By Bill Carey
EMS1/FireRescue1
PHOENIX — A doorbell camera video captured Phoenix firefighters violating several policies as they discouraged a patient from being transported by ambulance to a hospital, a fire department investigation revealed.
Firefighters responded to Haydee Pate’s house in August 2021. Pate had COVID and was having difficulty breathing, ABC15 reported.
Pate was outside her home when firefighters arrived. Her son told firefighters that she wanted to go to the hospital.
“Do you want to take her?” the paramedic asked.
Minutes pass as firefighters take Pate’s vitals but do not call for an ambulance.
“That ambulance is $1,500 bucks,” Captain Gerald Ingallina said. “I mean, we’ll take her, but if you have $1,500 bucks, I know what I’d like to do with $1,500 bucks.”
Pate’s son ended up driving her to the hospital. She was admitted for pneumonia.
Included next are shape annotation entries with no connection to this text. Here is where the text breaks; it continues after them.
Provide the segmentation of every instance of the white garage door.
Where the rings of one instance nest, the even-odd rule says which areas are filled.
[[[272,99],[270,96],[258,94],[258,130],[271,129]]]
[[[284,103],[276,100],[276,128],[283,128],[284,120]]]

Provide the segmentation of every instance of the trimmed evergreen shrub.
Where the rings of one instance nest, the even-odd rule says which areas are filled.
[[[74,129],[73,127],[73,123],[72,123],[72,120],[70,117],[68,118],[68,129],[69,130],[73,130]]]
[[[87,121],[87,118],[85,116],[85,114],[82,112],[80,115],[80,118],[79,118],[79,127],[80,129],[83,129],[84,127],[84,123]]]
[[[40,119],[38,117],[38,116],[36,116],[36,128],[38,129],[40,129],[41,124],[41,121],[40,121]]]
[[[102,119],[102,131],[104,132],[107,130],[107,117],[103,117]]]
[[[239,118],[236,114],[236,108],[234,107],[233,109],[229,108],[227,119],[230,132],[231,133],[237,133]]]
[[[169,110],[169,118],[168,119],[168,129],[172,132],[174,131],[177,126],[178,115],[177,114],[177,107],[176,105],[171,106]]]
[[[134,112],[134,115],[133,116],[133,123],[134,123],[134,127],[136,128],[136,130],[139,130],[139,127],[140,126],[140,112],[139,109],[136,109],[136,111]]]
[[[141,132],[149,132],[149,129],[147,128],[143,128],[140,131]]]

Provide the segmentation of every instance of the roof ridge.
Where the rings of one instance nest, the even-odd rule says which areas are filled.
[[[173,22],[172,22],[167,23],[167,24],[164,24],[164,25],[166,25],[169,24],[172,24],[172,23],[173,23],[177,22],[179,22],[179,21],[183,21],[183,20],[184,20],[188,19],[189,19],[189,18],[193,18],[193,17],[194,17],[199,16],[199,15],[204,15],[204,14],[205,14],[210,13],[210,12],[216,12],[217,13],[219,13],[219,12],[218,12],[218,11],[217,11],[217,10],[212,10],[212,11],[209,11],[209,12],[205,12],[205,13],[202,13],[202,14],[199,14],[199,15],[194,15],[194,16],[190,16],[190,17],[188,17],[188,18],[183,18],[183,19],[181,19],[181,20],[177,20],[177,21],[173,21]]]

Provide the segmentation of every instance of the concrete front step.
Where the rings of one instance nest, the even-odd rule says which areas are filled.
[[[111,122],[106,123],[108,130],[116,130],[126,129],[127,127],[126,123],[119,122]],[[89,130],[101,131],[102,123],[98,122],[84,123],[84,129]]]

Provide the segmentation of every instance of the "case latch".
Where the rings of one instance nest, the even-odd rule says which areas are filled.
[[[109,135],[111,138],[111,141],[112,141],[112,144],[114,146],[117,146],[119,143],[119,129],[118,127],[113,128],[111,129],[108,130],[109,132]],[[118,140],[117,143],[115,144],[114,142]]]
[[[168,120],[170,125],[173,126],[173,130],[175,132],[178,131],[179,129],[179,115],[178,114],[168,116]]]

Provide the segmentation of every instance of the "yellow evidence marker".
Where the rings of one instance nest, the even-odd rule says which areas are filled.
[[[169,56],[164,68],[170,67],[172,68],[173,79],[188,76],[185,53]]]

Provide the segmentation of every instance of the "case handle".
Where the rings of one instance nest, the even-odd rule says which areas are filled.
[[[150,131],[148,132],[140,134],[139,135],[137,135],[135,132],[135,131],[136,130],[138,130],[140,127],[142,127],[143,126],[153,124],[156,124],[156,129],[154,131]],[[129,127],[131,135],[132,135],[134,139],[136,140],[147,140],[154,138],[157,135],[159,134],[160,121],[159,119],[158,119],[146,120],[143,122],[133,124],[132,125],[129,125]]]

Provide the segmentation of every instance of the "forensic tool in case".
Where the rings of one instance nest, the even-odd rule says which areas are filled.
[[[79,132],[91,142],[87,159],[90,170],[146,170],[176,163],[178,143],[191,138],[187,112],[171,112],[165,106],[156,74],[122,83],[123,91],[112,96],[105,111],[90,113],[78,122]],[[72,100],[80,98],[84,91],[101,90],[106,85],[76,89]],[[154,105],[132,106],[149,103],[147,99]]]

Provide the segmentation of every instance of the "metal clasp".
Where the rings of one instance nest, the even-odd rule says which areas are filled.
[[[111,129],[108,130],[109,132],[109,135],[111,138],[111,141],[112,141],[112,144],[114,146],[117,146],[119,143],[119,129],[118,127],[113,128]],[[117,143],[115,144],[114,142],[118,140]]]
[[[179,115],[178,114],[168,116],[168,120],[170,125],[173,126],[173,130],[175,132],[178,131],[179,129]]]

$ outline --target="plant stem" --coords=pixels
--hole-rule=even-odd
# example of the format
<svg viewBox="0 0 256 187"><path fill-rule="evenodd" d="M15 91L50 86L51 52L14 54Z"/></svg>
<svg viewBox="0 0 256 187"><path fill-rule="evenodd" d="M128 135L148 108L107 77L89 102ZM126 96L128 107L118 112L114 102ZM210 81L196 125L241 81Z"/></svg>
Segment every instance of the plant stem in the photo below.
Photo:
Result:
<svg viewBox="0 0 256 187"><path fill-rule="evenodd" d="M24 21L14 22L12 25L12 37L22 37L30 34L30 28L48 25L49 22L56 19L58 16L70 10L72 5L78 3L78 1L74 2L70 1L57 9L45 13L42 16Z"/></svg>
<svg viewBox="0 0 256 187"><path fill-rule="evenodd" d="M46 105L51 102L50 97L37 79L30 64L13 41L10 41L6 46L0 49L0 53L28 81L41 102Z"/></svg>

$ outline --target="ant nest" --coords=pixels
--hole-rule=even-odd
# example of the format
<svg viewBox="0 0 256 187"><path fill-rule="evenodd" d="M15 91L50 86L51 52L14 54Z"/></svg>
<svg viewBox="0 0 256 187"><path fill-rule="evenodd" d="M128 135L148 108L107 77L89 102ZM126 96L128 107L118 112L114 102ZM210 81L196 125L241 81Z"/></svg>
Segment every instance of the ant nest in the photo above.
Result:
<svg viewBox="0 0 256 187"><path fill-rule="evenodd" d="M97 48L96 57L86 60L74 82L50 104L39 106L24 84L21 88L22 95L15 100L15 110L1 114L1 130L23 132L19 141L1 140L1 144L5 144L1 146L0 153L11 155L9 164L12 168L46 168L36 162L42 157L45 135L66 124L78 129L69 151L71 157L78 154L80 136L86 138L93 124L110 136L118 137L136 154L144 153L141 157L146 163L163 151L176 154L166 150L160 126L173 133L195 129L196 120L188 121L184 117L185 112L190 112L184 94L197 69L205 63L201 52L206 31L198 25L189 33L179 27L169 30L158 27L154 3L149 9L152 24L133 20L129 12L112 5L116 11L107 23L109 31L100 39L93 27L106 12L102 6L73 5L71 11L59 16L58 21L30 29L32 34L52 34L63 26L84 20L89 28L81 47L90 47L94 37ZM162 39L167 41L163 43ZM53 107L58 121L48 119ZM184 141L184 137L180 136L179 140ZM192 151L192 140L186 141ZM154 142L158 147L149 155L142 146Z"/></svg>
A department investigation reported the firefighters violated multiple rules, including failing to follow a memo about refusal of treatment and transport. The fire department responded to the investigation stating it “is committed to providing the highest levels of customer service.”
Phoenix has seen an increased number of 911 medical calls and longer ambulance response times in recent years, according to the fire department’s data.
Fire department data shows the city’s ambulance transport rate climbed to 48% in 2023 after firefighters were trained on a new state law saying paramedics and EMTs “may not counsel a patient to decline emergency medical services transportation.”